His vision for the place is to make it “a destination for families” which will be a safe hub and have something of “the old Joburg with a tranquil, quiet village atmosphere”.
REEA’s outreach programme involves teaching food security skills, run at the village, and a literacy programme for 3 to 6-year-olds at a pre-school in Hillbrow.
One of the many people who help him achieve his goals is Daniella Alexander. With a ribbon in her hair and wearing flip-flops, she is another secret ingredient. A scientist in a former life, with two teenage children, she devotes her considerable energies and warm spirit to REEA. She used to run a garden club at her home – she confesses to green fingers and the verdant gardens attest to this – but when she saw “how dilapidated it was here”, she started the vegetable garden and charity shop in 2010. With three gardeners, she has transformed a garden rubbish dump under tall trees to a luxurious place with lawns and flower beds which is now a function space for corporates, weddings and birthdays.
“I am a visionary,” she says with no pomposity whatsoever. She explains that she is “driven by chaos. I have an inherent need to fix things”. And a “thing for old buildings” – the heritage building on the site has become her greenhouse where she nurtures her seedlings and has her orchid rejuvenation programme. She also runs a home-grown vegetable competition and scarecrow festival at REEA, which has “created quite a bit of interest”. She runs a Crop Swop Initiative and Seed Savers Exchange, and on Wednesdays she sells vegetables from the garden.
She says she does this all for the residents, who help her in the gardens. “They have become like my family, they whatsapp me and call me. I am quite close to a lot of them.”
And in her generous way, she says of Sheffield: “He is like a dad to the residents, they idolise him. He has brilliant people skills.”
Over at the home I meet the energetic Elinor Demetrio, the resident social worker, who has worked there on and off for over 20 years. There are 18 men and 18 women residents, some with mild mental disorders, others with epilepsy of varying degrees. She says the staff try to create “a home away from home”, where they can do things like gardening, bible studies, baking, and enjoy music therapy and play bingo. “We have to constantly motivate them,” she explains.

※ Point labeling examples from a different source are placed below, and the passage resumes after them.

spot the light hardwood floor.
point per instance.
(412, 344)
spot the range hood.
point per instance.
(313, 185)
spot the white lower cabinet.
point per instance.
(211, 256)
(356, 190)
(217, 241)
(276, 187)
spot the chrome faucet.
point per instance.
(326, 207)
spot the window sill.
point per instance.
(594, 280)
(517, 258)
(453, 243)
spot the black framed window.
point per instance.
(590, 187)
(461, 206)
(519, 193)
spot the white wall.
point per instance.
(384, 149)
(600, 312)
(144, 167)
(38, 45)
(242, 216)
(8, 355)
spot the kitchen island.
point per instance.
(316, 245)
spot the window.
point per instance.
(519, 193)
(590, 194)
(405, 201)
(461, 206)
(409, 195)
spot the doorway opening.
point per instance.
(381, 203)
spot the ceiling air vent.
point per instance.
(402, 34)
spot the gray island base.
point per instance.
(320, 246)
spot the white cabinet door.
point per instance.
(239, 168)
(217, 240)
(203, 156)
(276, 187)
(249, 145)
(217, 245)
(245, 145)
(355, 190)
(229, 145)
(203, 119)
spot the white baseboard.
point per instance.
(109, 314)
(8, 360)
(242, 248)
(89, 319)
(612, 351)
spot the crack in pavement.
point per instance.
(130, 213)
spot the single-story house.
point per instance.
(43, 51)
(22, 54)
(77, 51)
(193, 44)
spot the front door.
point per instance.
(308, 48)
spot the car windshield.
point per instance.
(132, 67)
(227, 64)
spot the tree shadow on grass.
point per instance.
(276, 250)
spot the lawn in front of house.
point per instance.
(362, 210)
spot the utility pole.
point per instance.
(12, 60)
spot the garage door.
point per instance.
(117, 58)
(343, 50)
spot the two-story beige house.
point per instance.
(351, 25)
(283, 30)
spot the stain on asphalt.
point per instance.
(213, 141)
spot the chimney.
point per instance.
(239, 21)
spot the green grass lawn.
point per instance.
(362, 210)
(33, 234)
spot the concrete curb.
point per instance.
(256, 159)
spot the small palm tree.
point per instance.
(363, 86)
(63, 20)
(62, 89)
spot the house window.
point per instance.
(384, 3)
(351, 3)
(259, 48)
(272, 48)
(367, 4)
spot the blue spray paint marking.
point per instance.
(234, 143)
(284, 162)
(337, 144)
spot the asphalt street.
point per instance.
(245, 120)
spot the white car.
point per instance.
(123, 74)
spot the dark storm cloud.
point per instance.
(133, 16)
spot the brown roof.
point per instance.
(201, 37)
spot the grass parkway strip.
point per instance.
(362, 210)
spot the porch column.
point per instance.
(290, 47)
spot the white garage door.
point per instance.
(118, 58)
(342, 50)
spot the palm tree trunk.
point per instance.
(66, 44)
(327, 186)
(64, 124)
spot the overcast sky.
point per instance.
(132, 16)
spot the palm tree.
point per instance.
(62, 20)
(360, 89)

One of her newest innovations is the adult education programme, where several residents are improving their education, while two residents have obtained their matric. They will now be placed in businesses and given responsibilities. “Our biggest challenge is the stigma. People just have a lack of knowledge of what it means to be epileptic.” In South Africa one in a hundred people suffer from epilepsy.
She says of her job: “I absolutely love it.”
The tall and gentle Paul Campling, who has lived at REEA for the past 14 years but now has his own flat, runs Paul’s Furniture Restorations on the site. He says he learnt woodwork and restoration at a craft village in KwaZulu-Natal, and has now been running his shop for the past two years. He makes toys, showing off his train engine, and miniature doll’s house kitchen.
Angus Rowe, a member of the REEA board, says: “So many people have made such an effort to keep REEA alive.” Board members include attorneys and chartered accountants, who give their time pro bono. “It’s a wonderful spot in the middle of Joburg.”
Back in the early 1900s there used to be a dam where the meadow is now, called Rattray’s Dam, where Joburgers used to go picnicking, duck shooting and fishing. The beautiful stone wall and waterfall off Conrad Drive are all that remain of the dam. Those days are long gone but the horses make it feel like the country still.